Poco tiempo tardó en
comunicarme: “El cliente que se interesó la otra noche te reclama ya”. “¿Y cómo
lo hago?”, pregunté en parte receloso y en parte orgulloso de mi pronto éxito.
“Tú sube al piso, bien limpio y arreglado, que él ya aparecerá”. “¿Vestido o
desnudo?”, quise aclarar. “Vestido, claro… Es como si recibieras una vista. Ya
te dirá él lo que tengas que hacer… Y sé complaciente…”, concluyó socarrón.
Así pues tomé posesión
del piso y, ante todo, curioseé un poco. Un lujoso dormitorio, baño con jacuzzi
y cocina bien equipada completaban el confortable salón que ya conocía. Puse
una música suave y me senté en el sofá hojeando una revista. Me intrigaba cómo
sería mi primer servicio y si estaría a la altura, porque de ello dependía la
evolución de la ocupación que, sin el menor prejuicio moral, había asumido. Me
distraje fantaseando sobre lo que podríamos hacer en ese piso. ¿Querrá que nos
metamos en el jacuzzi? ¿Tendré que servirle bebidas o algo de la cocina? ¿Lo
haremos en la sala o en dormitorio?…Típicos interrogantes de novato.
Oí que se abría la
puerta y unos susurros, entre los que me pareció reconocer la voz de mi patrón.

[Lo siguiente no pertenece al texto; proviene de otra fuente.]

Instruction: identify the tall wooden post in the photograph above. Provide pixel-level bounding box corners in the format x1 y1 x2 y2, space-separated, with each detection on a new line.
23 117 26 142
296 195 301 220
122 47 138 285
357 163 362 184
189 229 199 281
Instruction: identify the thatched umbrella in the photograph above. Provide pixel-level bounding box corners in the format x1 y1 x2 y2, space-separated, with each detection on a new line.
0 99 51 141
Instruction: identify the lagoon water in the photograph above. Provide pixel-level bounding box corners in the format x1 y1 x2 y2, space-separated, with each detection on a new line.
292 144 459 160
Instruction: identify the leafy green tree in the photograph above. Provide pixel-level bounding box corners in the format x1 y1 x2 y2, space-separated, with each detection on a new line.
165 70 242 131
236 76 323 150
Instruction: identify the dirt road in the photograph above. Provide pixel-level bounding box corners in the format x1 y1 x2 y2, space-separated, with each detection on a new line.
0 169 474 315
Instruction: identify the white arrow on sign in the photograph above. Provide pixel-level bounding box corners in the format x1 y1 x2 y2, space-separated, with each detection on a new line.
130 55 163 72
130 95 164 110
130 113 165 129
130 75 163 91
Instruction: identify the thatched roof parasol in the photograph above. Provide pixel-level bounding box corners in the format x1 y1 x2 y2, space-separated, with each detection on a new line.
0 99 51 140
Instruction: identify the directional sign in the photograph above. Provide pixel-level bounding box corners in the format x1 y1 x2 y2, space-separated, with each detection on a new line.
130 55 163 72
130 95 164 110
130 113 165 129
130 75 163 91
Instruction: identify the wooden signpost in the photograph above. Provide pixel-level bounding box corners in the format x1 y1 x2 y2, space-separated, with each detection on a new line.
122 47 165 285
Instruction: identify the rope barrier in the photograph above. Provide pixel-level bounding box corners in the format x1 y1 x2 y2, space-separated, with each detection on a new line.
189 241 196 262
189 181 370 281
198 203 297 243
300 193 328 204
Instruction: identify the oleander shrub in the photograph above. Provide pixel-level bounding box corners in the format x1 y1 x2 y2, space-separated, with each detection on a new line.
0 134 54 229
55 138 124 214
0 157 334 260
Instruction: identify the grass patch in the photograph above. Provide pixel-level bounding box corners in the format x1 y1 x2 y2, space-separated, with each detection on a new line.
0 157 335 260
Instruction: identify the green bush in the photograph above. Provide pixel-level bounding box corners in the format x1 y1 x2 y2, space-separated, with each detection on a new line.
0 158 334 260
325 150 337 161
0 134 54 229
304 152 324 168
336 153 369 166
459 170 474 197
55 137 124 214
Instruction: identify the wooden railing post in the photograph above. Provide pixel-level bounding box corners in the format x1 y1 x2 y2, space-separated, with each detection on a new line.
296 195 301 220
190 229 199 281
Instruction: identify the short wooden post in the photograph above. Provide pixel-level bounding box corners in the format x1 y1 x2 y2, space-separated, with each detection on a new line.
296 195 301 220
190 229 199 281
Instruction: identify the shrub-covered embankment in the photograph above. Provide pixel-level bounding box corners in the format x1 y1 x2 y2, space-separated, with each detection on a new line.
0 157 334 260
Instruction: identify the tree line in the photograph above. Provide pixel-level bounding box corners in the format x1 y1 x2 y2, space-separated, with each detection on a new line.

Tomé conciencia entonces de que mis gustos personales eran lo de menos y de que
me convertía en mero objeto de la lujuria ajena. El hombre maduro y grandote que
ya había visto entró en la sala y me dirigió una mirada inquisitiva. Me puse de
pie y dudé si debía tomar alguna iniciativa. Pero se me adelantó y sin más
dijo: “Ya supondrás a qué he venido…”. “Bueno, a lo que quieras”, respondí servicial.
Ahora fue más directo: “Cuando la otra noche tu patrón y tú presumisteis de tus
tragaderas, por la cara que pusiste me pareció un farol… Por eso me adelanté
para poder estrenarte. Supongo que no se me habrán adelantado”. Comprendiendo
que eso era lo que se esperaba de mí afirmé: “Serás el primero, tenlo por
seguro”. Su sinceridad fue rotunda. “Es que desvirgar a un tipo como tú, joven
pero de cuerpo regordete, es difícil de encontrar entre los de pago”. “Así que
eso te da morbo…”, dije en plan zalamero. “¡Y bien que le he pagado a tu patrón
por ello! Si quedo satisfecho, sacarás tajada”, concluyó rotundo.
Después de esta
descarnada presentación, decidió: “¡Venga, vamos a desnudarnos!”. No tardé en
quedar en cueros ante su mirada y me entró el gusanillo de estar ofreciéndome a
mi primer cliente. Éste, por su parte, conservó el eslip y se arrellanó en el
sofá con las piernas estiradas sobre un puf. Impresionaba su cuerpo recio y
velludo. De pronto, descolgó el teléfono que había al lado e hizo una llamada.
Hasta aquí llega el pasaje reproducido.